L’acharnement de Charlie Hebdo contre les musulmans à travers leur prophète est une manipulation grossière à laquelle beaucoup sont contents de se laisser prendre. Au nom de la liberté d’expression, et notamment de celle qui fait fureur aujourd’hui, à savoir la liberté d’insulter les symboles sacrés des peuples, c’est-à-dire leur être profond, il s’agit en fait de se défouler du refoulé le plus puant de notre histoire. « Nous ne craignons que la loi de la République », déclarait ce mercredi matin sur Europe 1 le directeur de Charlie Hebdo.
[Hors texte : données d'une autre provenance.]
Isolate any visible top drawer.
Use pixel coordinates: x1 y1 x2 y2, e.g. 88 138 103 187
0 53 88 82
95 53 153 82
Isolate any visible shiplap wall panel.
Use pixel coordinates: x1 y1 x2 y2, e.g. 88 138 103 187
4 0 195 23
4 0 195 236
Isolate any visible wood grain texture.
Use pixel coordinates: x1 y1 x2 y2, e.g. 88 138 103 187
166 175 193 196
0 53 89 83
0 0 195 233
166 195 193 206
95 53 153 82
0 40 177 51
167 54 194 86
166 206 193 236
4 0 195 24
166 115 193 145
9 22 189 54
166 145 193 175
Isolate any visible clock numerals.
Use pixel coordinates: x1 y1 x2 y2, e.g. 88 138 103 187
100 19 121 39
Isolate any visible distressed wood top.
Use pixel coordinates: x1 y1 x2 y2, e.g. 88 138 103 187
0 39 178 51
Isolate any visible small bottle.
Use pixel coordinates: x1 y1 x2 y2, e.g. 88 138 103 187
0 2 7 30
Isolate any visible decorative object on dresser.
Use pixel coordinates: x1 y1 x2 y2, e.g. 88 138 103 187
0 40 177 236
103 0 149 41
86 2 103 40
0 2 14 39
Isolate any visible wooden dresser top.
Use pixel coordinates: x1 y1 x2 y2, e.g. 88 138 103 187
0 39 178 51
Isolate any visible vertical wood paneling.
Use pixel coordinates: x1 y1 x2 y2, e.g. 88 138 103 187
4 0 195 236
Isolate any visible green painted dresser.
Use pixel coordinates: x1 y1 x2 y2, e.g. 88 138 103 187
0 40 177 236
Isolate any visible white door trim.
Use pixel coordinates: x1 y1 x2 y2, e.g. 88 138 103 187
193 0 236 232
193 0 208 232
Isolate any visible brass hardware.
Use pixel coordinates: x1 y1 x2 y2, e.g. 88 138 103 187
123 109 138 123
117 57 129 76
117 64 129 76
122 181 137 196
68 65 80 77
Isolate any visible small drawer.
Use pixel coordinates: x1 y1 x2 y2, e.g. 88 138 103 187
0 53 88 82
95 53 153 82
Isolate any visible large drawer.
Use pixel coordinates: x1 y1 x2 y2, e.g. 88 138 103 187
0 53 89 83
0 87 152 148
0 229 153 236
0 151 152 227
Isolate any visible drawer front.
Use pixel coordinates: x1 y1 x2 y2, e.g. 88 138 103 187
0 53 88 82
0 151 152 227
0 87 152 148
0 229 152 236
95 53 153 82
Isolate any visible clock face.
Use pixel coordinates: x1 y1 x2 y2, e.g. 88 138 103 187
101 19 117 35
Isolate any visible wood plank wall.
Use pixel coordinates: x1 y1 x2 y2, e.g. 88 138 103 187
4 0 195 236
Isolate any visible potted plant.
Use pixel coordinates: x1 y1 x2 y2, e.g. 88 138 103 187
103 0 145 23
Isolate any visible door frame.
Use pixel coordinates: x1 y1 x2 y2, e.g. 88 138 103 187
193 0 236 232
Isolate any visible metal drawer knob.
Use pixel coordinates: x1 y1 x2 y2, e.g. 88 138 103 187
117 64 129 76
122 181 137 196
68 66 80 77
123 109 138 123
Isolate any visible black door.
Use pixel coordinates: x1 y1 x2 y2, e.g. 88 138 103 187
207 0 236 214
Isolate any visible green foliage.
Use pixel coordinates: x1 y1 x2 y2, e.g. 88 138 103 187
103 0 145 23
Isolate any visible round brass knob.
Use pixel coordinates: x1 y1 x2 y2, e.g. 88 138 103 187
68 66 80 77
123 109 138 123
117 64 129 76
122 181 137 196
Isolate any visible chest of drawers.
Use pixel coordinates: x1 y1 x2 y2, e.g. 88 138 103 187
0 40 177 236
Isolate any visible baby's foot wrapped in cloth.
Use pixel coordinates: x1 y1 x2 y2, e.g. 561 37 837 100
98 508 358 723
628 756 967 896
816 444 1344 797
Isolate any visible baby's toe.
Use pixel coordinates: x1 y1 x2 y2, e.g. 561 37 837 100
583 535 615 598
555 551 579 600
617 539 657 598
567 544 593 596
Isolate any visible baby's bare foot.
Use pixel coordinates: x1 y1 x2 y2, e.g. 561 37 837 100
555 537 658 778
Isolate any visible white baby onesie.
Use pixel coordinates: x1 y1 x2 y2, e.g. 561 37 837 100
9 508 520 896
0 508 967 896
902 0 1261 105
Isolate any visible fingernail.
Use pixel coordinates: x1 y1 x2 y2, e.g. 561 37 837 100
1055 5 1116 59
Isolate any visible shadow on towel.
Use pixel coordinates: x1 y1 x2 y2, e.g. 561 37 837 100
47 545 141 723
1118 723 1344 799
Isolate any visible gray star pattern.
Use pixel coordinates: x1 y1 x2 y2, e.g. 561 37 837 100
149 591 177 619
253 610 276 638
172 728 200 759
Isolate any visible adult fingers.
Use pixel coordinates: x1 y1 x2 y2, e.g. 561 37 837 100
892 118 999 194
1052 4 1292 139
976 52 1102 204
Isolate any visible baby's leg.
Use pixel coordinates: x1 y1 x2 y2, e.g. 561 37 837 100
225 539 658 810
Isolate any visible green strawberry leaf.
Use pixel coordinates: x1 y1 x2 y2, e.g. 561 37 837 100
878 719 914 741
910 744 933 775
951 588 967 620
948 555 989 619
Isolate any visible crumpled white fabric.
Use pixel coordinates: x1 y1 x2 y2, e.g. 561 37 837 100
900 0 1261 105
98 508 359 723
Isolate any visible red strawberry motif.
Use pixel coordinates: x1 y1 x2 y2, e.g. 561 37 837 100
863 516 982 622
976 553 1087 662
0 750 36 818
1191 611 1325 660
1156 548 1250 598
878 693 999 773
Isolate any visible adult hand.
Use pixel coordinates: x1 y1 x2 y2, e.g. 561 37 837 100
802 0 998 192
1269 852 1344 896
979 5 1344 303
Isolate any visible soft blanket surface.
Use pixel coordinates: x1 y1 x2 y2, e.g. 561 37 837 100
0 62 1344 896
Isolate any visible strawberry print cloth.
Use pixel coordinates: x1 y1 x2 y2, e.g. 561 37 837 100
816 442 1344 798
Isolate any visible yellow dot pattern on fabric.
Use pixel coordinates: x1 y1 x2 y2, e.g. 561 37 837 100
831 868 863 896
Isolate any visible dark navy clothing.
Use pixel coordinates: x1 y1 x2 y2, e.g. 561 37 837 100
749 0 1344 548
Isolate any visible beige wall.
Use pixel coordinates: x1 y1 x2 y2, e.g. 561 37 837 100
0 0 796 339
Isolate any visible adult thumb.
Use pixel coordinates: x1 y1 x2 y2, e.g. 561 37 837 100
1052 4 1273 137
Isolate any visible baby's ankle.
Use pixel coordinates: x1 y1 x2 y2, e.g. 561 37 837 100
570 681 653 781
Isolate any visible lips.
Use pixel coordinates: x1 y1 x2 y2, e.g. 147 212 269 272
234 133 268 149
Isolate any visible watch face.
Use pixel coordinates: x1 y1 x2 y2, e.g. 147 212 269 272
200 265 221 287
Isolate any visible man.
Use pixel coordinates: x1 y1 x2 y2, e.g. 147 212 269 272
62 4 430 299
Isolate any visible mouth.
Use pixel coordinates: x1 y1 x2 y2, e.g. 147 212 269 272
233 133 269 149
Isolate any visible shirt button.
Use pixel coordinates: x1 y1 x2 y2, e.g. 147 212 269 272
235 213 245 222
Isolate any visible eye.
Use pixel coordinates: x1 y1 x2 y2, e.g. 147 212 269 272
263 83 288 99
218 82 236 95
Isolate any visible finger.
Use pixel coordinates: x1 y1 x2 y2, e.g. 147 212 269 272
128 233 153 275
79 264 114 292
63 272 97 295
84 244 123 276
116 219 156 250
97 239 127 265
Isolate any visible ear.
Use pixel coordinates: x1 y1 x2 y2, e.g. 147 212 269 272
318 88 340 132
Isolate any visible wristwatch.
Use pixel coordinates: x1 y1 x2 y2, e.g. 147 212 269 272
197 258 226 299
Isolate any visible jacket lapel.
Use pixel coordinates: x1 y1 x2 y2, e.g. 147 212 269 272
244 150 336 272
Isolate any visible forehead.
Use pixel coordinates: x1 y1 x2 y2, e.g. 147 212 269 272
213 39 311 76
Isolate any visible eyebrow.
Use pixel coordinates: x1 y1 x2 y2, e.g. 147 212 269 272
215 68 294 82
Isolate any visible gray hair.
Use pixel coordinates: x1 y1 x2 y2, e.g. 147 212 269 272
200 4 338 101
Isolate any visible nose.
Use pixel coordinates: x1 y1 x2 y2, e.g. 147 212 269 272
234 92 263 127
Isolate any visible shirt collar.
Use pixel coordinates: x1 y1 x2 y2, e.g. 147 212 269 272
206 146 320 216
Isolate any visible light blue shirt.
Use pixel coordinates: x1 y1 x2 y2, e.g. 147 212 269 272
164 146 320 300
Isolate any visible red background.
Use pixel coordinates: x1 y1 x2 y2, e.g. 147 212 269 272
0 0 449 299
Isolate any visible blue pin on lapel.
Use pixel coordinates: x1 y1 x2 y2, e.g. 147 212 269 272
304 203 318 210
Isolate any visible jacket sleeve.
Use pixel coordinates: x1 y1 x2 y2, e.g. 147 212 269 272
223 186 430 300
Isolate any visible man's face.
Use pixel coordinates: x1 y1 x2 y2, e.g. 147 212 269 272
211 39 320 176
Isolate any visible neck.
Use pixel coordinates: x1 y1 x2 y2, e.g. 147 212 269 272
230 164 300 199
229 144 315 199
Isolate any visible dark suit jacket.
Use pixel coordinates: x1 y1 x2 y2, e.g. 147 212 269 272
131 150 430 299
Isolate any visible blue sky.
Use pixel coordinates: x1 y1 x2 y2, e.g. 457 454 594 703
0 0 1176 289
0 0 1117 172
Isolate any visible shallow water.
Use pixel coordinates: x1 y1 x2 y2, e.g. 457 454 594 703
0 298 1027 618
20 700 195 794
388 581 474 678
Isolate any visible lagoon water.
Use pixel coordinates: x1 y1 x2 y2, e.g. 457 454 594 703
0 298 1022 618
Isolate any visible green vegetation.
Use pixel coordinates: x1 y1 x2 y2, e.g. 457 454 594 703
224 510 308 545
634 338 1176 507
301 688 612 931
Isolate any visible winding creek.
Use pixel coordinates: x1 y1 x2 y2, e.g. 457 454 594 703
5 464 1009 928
Ce n’est pas un hasard si le Prophète est représenté en Brigitte Bardot, notre plus célèbre Marianne, nue, présentant ses fesses. Les pulsions sexuelles malsaines qui président au racisme sont ici compliquées de relents de domination coloniale. En fait ce sont tous les Français de toutes confessions qu’insultent ces dessins, en prenant ainsi la République en otage. Le film auquel il est fait référence s’appelle Le Mépris et comme dans le film c’est à un trouble jeu de trahison, de désir détourné et de mépris, que jouent l’hebdomadaire et ses lecteurs.

Charlie Hebdo dit n’avoir fait que son job en traitant l’actualité. L’actualité c’est la crise. Et comme en temps de crise grave, on cherche des boucs émissaires. Que déclarait encore Charb sur cette même radio, ce même matin ? Que si on commence à dire qu’on ne peut pas dessiner le Prophète, ensuite on dira qu’on ne peut pas dessiner des musulmans, puis des cochons ou des chiens. J’ai pensé en l’entendant au Maus d’Art Spiegelman. Du reste, les caricatures du Prophète par Charlie ne manquent pas d’évoquer celles du Juif dans d’autres journaux satiriques français des années 30. Celle qui fit la couverture d’un précédent numéro semble même directement décalquée de celle d’un juif dans La libre parole de l’époque : même figure allongée à long nez, même sourire fourbe, même barbe, même yeux exorbités. Même registre, même inspiration, même abjection couvrant de sombres fantasmes dans lesquels l’autre est pressenti comme un envahisseur sournois, qu’il faut soumettre, voire éliminer.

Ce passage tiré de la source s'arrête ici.